- Cover art showing (from left to right): Felipe Massa, Daniel Ricciardo, Sebastian Vettel, Lewis Hamilton and Fernando Alonso.
- Developer: Codemasters Birmingham
- Publishers: Codemasters Feral Interactive (Linux)
- Director: Paul Jeal
- Composer: Mark Knight
- Series: F1
- Engine: EGO Engine 4.0^{[citation needed]}
- Platforms: Microsoft Windows; PlayStation 4; Xbox One; Linux;
- Release: Microsoft WindowsWW: 10 July 2015; PlayStation 4, Xbox OneEU: 10 July 2015; NA: 21 July 2015; LinuxWW: 26 May 2016;
- Genre: Racing
- Mode: Multiplayer ;

= F1 2015 (video game) =

2015 video game

F1 2015 is a racing game based on the 2015 Formula One season developed by Codemasters. Released in July, it features the team and driver line-ups from the 2015 season, (except Alexander Rossi at Manor Marussia who replaced Roberto Merhi at the final 8 races, except for Russia and Abu Dhabi) including the Autódromo Hermanos Rodríguez. It also features all the drivers, cars and circuits from the 2014 season (i.e. Caterham F1, and the Hockenheimring, which was removed from the calendar). It is the last game from Codemasters branded under the Codemasters Racing label and the first title in the F1 series released for eighth generation consoles.

This is the oldest F1 game to have fully functional online servers, taking the title from F1 2011 which shut down their servers on 21 March 2024, along with the other titles up to the 2014 game. (Note: F1 2010 uses Peer to Peer, keeping their servers up, however, Windows Live was shut down, meaning, along with other factors, F1 2010 it is not fully online.)

==Gameplay==
Since the F1 series made its debut on PlayStation 4 and Xbox One, the game runs on an all-new version of the EGO game engine, providing a large number of improvements to the game's physics models. It features an all-new "Pro Season" mode that is more challenging than the normal gameplay because there is no HUD and no assist, which includes traction, ABS, and transmission, with the hardest level possible.

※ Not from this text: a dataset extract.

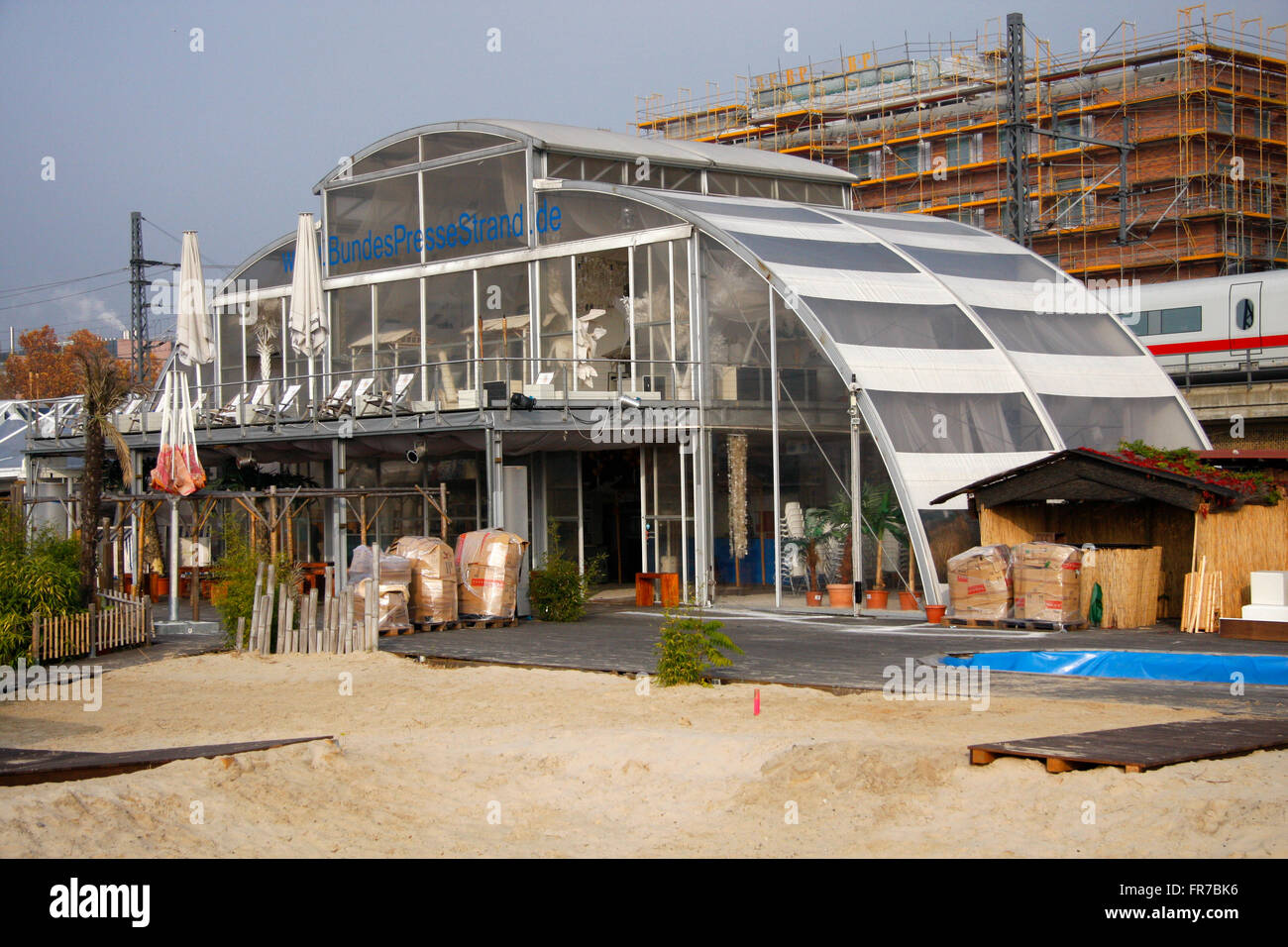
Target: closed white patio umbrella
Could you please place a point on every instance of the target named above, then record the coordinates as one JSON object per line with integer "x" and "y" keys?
{"x": 193, "y": 334}
{"x": 308, "y": 308}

The game is also compatible with the PlayStation 4 and Xbox One's voice recognition software, allowing players to talk to their race engineers during the race and ask for race information, weather updates, and tyre status, and even request a change of tyres or wing.

The game was also noted for the fact that the AI would often wreck or make mistakes. This drew both praise and criticism from game critics.

==Development and release==
Unlike previous Codemasters F1 games, which were released in September–October, F1 2015 was released in July 2015, with the previous title F1 2014 serving as more of a "filler" game until the 2015 title was released. The game was made using a new game engine to dramatically improve both the screen quality and the AI's abilities.

F1 2015 was released worldwide for Microsoft Windows and in Europe for PlayStation 4 and Xbox One on 10 July, followed by a North American console release on 21 July. A version for Linux developed and published by Feral Interactive was released on 26 May 2016.

==Reception==

F1 2015 received a mixed reception with the PlayStation 4 version scoring 65 out of 100 on the review aggregator site Metacritic and 65.02% on GameRankings. IGN rated the game a 5.8/10, praising the graphics and control system, but criticizing the severe lack of game modes and overly aggressive AI. Metro liked the weather effects, and said the game held its own in the genre.

The version released for PC received more mixed reception after release, scoring 61 of 100 from critics according to review aggregator Metacritic. Reviews on GameRankings yielded a rating of 58.17%.

The game ascended to number one in the Chart-Track sales chart.

Aggregate scores
| Aggregator | Score |
|---|---|
| GameRankings | (PC) 58.17% (PS4) 65.02% (XONE) 62.22% |
| Metacritic | (PC) 61/100 (PS4) 65/100 (XONE) 64/100 |

Review scores
| Publication | Score |
|---|---|
| GameRevolution | 2.5/5 |
| GamesMaster | 68% |
| GamesTM | 60% |
| IGN | 4.8/10 |
| PlayStation Official Magazine – Australia | 70% |
| PlayStation Official Magazine – UK | 70% |
| PC Gamer (UK) | 67% |
| Play | 80% |
| VideoGamer.com | 60% |
| Metro | 3/5 |

== Censorship ==
- McLaren sponsors have been replaced (via its 2014 season mode); the car's sidepods and rear wing featured the name of the car MP4-29.
- Williams' Martini & Rossi red color has been replaced with blue stripes.